Sans surprise, l’éditeur de logiciels conteste la décision de la JFTC l’invitant à supprimer des contrats de licence une clause considérée comme restrictive.

La JFTC, commission japonaise pour l’équité des pratiques commerciales, a signalé le 13 juillet 2004 avoir demandé à Microsoft de retirer de ses contrats une clause considérée comme « restrictive ».
D’après Toshihiro HARA, membre exécutif de la Japan Fair Trade Commission (www.jftc.go.jp), cette clause interdirait aux fabricants japonais de PC de réclamer des « royalties » ou le versement de dommages et intérêts lorsque des concurrents utilisent leurs technologies protégées par brevets.

Contrairement à Bruxelles, qui exige de l’éditeur américain le versement d’une amende de 497 millions d’euros pour abus de position dominante sur le marché européen, l’autorité japonaise a préféré « avertir » Microsoft plutôt que de lui imposer une amende.

Quoi qu’il en soit, Microsoft (www.microsoft.com) a signalé contester la décision de la JFTC.

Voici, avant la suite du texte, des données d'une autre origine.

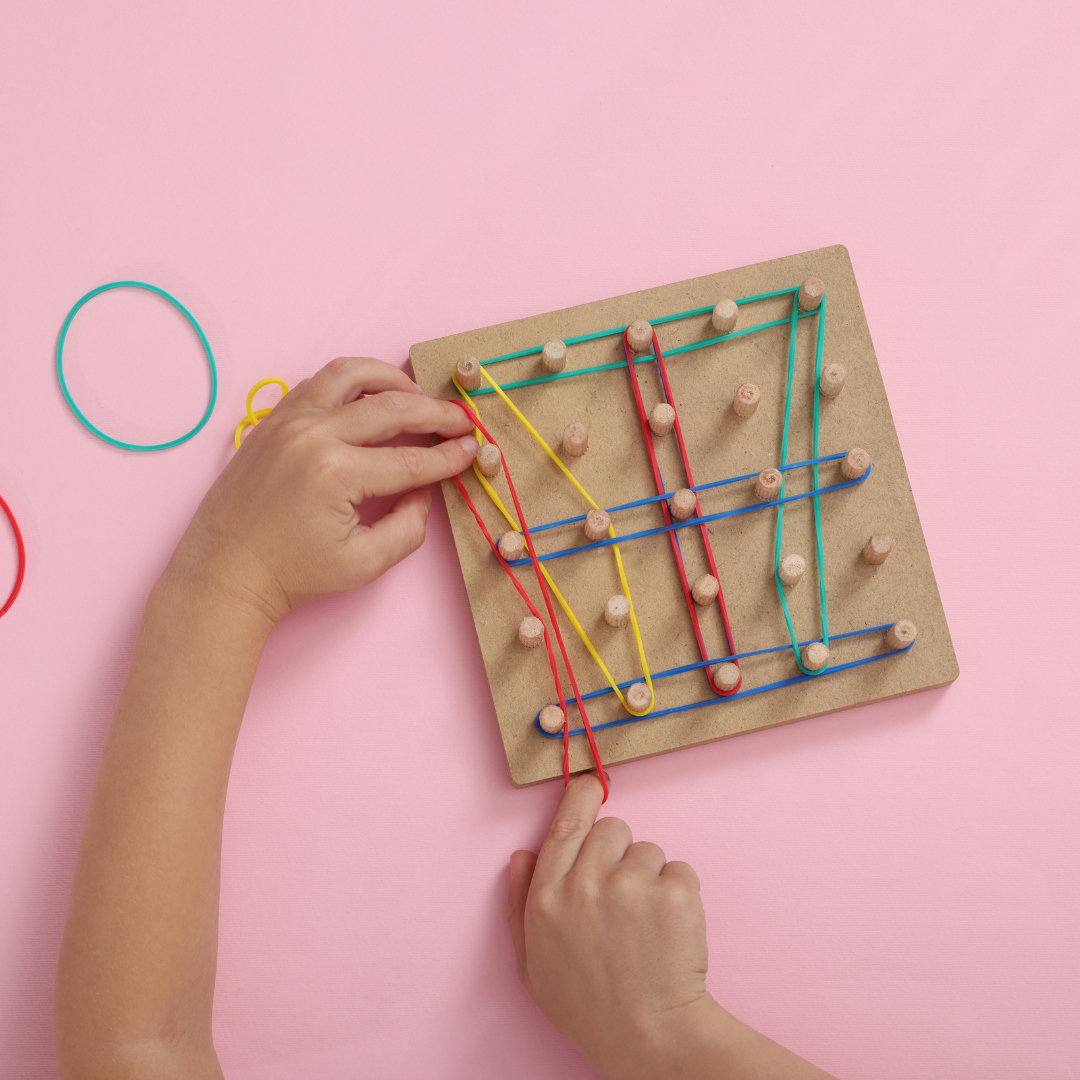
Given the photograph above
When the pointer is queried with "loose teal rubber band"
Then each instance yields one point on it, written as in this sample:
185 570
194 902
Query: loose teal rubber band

La filiale nippone du numéro un mondial de l’édition logicielle a par ailleurs déclaré qu’elle allait présenter à la JFTC, avant la fin juillet, ses arguments en faveur de la clause de non-opposition. Cette clause impose au titulaire d’un brevet technologique de renoncer à opposer son titre (« the non-assertion of patents provision »).

Qu’elle que soit l’issu de cette affaire, à travers cette initiative la JFTC semble chercher à ouvrir le marché japonais aux alternatives « libres », tel le système d’exploitation Linux.